The Benefits and Costs of Tolling

The costs of collecting electronic tolls are rapidly declining, particularly for roads that only accept electronic tolls. In 2009, when I was writing Gridlock, the best available estimates indicated that 12 to 23 percent of toll revenues went to collection costs, compared with just 3 percent for state gas taxes.

However, a recent paper from the Reason Foundation claims that the costs of collecting electronic tolls has now fallen to be almost as low as the costs of state gas tax collections. Moreover, once the benefits of using tolls to relieve traffic congestion are considered, tolls become a far less costly way to pay for roads.

Those traffic congestion benefits are the reason why the Antiplanner recently proposed that highways be refinanced out of tolls in the form of vehicle-mile fees rather than gas taxes. Congestion imposes a $100 billion-plus annual cost on Americans; we know how to fix it, and the only thing preventing that solution is inertia.

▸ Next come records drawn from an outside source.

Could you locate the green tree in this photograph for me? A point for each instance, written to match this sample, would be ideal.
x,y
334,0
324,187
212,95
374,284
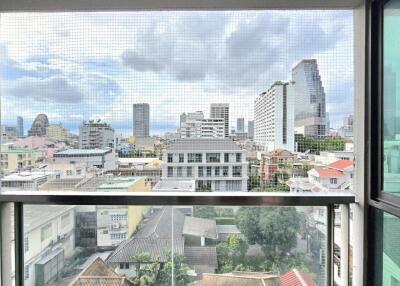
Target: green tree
x,y
274,228
180,268
145,276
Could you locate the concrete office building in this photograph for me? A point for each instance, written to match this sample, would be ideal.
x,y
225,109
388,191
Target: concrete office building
x,y
39,125
240,125
274,118
215,164
96,135
309,96
250,129
99,158
141,119
203,128
20,126
221,110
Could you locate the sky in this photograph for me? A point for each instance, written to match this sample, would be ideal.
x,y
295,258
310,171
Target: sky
x,y
81,66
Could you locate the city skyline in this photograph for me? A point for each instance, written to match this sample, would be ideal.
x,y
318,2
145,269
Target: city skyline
x,y
71,84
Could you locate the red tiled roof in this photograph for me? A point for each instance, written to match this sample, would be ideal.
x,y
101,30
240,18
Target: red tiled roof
x,y
328,172
341,164
296,278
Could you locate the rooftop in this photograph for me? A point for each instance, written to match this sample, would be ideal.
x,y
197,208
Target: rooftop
x,y
203,144
341,165
238,278
27,176
72,152
99,273
328,172
175,186
296,278
119,182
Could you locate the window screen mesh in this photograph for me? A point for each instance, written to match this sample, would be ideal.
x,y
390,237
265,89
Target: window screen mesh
x,y
177,101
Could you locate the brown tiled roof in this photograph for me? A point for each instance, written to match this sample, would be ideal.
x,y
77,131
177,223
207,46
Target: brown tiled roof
x,y
98,273
238,279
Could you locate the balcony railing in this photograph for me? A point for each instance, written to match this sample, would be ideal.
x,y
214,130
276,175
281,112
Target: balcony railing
x,y
328,200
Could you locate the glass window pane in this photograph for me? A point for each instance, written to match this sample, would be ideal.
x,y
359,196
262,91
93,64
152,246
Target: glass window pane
x,y
391,97
387,251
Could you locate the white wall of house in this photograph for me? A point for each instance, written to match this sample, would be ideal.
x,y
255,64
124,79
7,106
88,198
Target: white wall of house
x,y
221,182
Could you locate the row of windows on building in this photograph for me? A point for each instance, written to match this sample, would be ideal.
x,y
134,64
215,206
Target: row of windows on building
x,y
205,171
198,157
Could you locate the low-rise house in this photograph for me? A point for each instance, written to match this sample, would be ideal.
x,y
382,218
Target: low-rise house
x,y
14,158
279,160
215,164
48,242
27,180
336,176
168,229
98,273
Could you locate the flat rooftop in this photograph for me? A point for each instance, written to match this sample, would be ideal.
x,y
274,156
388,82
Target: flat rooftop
x,y
119,182
175,186
203,144
72,152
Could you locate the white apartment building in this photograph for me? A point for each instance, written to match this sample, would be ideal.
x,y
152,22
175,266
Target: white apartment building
x,y
48,240
203,128
96,135
221,110
215,164
274,118
98,158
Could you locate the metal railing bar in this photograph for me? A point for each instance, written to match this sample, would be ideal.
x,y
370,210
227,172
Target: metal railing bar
x,y
177,198
330,240
19,243
344,244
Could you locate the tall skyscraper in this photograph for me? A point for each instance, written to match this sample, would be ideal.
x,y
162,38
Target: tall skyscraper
x,y
221,110
141,119
250,129
20,126
309,96
274,117
240,125
39,125
96,135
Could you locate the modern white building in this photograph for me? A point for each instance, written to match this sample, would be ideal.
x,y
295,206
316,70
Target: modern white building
x,y
98,158
215,164
240,125
96,135
309,98
203,128
221,110
141,119
274,118
48,241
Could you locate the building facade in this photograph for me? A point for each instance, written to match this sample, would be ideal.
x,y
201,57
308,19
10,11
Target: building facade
x,y
221,110
20,126
98,158
141,119
274,118
57,132
309,98
250,129
240,125
203,128
215,164
39,125
96,135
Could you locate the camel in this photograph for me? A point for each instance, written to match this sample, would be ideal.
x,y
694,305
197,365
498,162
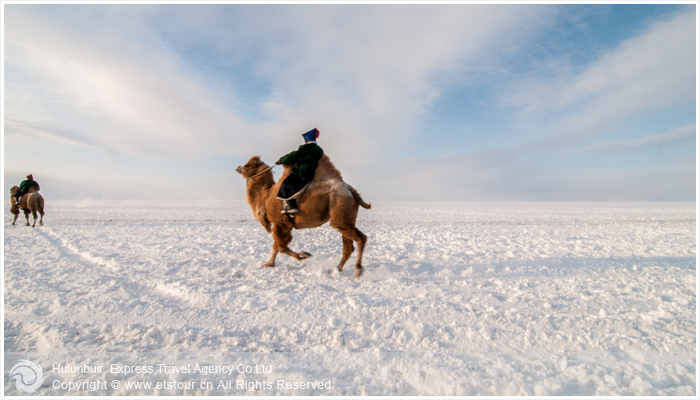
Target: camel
x,y
30,202
325,198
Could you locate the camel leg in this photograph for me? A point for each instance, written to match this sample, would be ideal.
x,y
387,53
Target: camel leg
x,y
271,263
353,234
282,234
348,248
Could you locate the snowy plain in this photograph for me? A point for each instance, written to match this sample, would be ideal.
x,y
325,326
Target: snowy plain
x,y
456,299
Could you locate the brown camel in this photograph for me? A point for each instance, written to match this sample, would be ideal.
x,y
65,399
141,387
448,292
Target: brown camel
x,y
30,202
326,198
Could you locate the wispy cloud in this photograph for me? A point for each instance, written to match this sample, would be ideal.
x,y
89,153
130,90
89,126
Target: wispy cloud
x,y
660,140
205,83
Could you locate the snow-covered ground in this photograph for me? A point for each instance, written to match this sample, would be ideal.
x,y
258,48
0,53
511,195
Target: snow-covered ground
x,y
456,299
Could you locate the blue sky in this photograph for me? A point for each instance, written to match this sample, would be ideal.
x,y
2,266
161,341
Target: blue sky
x,y
592,102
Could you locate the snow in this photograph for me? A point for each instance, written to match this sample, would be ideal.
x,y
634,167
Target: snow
x,y
456,299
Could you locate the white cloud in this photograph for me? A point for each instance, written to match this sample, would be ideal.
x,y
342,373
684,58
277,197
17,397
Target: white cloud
x,y
682,134
645,75
139,101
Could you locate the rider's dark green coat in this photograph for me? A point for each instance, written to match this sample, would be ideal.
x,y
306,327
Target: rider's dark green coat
x,y
306,159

Some of the main opponents of VMT pricing are conservatives who fear that it will invade people’s privacy or “double tax” roads. But the Antiplanner’s proposal is to eliminate the gas tax, thus eliminating any fear of double taxation. Meanwhile, every experiment done with vehicle-mile pricing has carefully preserved individual privacy–devices used to track road charges haven’t kept track of where or when people traveled, only of the amounts they spend. Conservatives should worry more about insuring that fees collected from highway users are spent on the roads they use, not on frivolous streetcars and light-rail projects.

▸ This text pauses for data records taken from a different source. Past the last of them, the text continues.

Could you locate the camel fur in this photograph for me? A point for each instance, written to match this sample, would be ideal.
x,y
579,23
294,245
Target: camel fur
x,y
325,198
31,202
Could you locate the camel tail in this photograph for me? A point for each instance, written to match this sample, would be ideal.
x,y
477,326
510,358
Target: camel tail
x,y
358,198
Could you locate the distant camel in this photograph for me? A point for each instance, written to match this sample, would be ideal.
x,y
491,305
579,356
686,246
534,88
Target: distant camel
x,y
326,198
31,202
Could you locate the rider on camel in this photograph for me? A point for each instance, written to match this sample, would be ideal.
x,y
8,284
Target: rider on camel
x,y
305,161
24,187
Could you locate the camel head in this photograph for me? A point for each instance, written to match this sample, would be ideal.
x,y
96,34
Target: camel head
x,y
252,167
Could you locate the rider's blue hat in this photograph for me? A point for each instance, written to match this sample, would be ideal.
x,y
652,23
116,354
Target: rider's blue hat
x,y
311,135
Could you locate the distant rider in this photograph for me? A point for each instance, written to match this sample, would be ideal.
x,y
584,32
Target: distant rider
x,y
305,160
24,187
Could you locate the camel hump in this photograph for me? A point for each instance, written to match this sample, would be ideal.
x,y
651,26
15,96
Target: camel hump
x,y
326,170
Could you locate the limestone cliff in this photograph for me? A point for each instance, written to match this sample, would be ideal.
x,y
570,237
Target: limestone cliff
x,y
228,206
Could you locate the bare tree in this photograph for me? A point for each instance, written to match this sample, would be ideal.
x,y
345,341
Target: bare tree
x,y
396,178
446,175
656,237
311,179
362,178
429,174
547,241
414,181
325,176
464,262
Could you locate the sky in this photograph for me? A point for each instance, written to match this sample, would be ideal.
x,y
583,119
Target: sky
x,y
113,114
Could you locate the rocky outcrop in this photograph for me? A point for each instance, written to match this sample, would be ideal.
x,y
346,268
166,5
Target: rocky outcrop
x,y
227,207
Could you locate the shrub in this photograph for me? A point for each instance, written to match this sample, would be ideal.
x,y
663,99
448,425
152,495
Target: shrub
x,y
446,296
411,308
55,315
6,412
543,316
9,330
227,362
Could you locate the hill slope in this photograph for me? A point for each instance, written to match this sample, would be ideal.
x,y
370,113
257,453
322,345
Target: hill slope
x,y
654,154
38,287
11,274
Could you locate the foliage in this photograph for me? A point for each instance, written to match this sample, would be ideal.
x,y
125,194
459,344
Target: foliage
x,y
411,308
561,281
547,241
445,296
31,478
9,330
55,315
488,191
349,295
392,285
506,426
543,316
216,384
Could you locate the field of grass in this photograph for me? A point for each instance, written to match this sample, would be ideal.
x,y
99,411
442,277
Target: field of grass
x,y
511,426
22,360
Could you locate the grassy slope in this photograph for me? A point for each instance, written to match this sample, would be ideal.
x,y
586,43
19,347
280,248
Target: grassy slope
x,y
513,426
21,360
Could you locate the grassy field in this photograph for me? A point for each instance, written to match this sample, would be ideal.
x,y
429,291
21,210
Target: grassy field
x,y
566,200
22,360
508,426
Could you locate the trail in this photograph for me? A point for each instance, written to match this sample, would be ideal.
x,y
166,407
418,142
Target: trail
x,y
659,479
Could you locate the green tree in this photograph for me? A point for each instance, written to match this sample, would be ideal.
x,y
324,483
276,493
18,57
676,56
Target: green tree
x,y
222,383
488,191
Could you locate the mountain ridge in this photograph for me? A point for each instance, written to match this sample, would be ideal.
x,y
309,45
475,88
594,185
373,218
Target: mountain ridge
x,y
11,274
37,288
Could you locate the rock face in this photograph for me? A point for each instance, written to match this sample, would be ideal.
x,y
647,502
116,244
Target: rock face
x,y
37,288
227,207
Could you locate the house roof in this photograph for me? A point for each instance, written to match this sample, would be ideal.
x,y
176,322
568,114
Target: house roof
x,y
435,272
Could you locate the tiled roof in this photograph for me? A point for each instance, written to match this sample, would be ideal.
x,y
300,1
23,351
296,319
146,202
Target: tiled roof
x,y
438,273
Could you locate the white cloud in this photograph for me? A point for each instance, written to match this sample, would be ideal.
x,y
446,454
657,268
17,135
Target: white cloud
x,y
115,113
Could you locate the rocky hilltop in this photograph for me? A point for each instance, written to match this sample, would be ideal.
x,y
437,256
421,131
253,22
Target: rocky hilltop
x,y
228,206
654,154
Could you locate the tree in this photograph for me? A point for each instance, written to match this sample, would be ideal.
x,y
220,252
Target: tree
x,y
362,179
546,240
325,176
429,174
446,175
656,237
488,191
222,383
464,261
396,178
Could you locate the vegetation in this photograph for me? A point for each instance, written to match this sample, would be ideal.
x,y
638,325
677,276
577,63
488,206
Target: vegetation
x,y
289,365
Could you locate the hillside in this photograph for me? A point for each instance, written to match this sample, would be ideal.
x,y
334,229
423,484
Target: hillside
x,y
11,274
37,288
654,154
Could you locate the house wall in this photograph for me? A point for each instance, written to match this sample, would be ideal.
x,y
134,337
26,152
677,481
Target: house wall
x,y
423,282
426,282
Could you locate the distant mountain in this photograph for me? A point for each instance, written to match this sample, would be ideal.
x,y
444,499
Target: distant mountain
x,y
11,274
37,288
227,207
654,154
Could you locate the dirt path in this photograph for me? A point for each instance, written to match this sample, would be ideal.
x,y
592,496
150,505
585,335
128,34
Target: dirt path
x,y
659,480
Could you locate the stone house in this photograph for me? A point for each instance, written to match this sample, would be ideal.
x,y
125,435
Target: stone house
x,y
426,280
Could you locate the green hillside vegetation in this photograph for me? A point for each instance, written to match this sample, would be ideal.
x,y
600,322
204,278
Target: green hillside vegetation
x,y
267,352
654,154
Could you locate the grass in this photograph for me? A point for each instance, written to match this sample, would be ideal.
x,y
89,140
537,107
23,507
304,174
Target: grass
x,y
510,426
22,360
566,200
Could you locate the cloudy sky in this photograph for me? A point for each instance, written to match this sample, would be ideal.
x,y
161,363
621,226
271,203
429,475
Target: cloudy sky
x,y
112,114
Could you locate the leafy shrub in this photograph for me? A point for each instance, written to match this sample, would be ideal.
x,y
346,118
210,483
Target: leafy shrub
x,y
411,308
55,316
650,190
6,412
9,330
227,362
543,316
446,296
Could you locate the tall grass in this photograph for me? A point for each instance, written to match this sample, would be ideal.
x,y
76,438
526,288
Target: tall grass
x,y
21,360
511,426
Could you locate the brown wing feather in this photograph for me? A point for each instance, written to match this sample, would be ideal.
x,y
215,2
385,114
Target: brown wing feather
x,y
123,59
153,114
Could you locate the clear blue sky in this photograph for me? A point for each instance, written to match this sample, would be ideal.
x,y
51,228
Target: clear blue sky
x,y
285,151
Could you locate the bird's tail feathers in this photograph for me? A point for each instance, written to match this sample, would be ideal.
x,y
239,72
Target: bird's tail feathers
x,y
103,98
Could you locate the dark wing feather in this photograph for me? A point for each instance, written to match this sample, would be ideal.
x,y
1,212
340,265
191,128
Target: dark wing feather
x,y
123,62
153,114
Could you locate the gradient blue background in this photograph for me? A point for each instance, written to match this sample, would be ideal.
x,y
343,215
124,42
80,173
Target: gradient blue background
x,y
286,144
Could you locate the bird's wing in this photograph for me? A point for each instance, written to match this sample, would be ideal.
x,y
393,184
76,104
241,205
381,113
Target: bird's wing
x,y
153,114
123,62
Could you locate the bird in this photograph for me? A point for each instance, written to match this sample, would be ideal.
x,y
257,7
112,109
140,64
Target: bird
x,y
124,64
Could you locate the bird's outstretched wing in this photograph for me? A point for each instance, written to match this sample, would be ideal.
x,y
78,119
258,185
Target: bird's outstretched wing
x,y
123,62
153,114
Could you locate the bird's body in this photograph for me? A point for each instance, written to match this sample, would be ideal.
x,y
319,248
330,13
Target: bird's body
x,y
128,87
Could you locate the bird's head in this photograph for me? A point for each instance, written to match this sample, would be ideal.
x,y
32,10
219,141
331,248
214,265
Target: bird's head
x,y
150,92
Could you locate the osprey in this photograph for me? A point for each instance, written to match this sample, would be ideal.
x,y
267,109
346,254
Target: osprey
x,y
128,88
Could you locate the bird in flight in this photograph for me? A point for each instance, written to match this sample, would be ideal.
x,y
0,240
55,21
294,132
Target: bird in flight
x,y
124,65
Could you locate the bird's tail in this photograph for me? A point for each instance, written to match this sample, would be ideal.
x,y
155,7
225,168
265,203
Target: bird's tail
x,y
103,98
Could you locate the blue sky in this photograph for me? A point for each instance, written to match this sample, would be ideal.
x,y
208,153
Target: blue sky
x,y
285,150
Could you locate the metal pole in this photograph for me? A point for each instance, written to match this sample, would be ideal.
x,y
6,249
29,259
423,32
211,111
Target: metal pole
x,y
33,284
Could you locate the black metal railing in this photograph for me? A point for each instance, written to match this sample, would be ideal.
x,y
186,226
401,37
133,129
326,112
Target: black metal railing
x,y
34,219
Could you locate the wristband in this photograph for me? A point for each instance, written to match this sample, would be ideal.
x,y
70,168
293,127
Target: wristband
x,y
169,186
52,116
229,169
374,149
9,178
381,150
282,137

Even Oregon Representative Earl Blumenauer–who rarely agrees with the Antiplanner on any land-use or transportation issue–supports VMT pricing. So maybe this important change in transportation pricing has a chance to take place soon.


4 thoughts on “The Benefits and Costs of Tolling

  1. bennett

    “…congestion… we know how to fix it…”

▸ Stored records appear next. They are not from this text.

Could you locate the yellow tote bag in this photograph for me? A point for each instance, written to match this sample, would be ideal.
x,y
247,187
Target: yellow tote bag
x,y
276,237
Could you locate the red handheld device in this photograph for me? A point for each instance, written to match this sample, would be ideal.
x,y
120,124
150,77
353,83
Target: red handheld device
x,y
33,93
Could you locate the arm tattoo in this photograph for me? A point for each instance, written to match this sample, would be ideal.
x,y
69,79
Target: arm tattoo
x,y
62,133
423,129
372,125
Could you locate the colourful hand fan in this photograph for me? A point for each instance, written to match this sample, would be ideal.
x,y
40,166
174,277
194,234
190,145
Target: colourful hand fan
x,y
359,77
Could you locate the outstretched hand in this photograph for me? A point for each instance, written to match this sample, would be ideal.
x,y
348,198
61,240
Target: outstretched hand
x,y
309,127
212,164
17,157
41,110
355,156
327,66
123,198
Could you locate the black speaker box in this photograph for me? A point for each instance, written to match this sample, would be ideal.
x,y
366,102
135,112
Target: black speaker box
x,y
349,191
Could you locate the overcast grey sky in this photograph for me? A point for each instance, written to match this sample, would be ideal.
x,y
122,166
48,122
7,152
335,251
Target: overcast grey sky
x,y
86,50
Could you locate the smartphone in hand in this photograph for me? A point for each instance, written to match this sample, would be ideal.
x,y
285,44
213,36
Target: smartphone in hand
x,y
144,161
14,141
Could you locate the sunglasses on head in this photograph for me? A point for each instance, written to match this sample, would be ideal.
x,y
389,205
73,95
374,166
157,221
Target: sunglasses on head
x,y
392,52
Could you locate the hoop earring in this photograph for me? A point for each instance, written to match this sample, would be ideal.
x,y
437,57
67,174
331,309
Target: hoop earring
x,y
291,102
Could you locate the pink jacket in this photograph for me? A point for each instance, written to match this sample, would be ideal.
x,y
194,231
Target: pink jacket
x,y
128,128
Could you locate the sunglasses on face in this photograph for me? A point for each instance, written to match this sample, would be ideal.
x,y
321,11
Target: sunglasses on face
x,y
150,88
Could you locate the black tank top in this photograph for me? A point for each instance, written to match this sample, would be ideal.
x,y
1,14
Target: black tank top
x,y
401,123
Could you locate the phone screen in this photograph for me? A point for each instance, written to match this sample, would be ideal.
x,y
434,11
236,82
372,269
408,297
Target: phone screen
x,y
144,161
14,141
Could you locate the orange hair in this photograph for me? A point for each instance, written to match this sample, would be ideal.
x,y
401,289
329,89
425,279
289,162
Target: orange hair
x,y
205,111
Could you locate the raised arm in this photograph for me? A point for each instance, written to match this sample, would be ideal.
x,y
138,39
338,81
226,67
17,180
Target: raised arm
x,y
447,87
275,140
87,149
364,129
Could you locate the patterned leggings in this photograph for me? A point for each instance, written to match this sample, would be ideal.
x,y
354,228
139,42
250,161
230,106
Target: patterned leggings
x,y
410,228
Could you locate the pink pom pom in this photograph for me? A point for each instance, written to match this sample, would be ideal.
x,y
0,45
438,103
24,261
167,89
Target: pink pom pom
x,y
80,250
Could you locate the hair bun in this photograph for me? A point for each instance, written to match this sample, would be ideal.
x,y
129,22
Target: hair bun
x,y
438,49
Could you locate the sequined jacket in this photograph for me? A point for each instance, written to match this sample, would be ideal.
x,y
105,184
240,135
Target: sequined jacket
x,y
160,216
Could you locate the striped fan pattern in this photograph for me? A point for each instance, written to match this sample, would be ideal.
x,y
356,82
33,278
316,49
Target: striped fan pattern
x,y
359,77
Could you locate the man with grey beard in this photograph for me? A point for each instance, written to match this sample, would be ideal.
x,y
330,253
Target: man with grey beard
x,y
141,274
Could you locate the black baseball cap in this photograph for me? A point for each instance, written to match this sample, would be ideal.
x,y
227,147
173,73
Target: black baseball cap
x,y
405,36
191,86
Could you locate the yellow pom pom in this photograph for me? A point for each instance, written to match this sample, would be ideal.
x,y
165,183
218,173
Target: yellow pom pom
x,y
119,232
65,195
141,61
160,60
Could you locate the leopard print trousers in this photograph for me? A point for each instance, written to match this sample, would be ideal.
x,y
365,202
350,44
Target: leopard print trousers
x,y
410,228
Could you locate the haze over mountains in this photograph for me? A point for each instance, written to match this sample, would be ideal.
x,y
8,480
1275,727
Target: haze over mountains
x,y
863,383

    Really? I’m going to need you to elaborate because nothing you posted today convinced me that tolling will solve the congestion problem. Rush hour is rush hour. People get to work at 8 and leave at 5. How will tolls change this?

  2. Frank

    People get to work at 8 and leave at 5″

    Maybe half do. I certainly don’t. 6-3 for me. Factor in that the labor participation rate is the lowest in 30 years. Also don’t forget that telecommuting accounts for 11 percent of the workforce. This is all somewhat irrelevant because as others have pointed out, most trips are not commuting trips.

    Anywho. Walter Block wrote about the effects of congestion pricing long ago. This is nothing new and readily available to anyone with curiosity enough to use ask the Oracle and patient enough to do the reading.

  3. bennett

    I know congestion pricing has been used in Western Europe. Has it been successful? In particular, has the congestion pricing simply shifted the load to other roads and arterials? In Central Texas we have a bunch of new toll roads which are all free and clear on congestion. However, the traffic burden on intersecting roads has been increased significantly, and the toll roads have not resulted in the reduction of congestion on I-35 and mopac as promised.

  4. FrancisKing

    Congestion pricing in Europe has been a success. It has been applied as a congestion ring around an urban area. This then leads to much lower car flows. The experience of London is that the car flows tend to creep back after a while – I guess the less busy roads start to look attractive.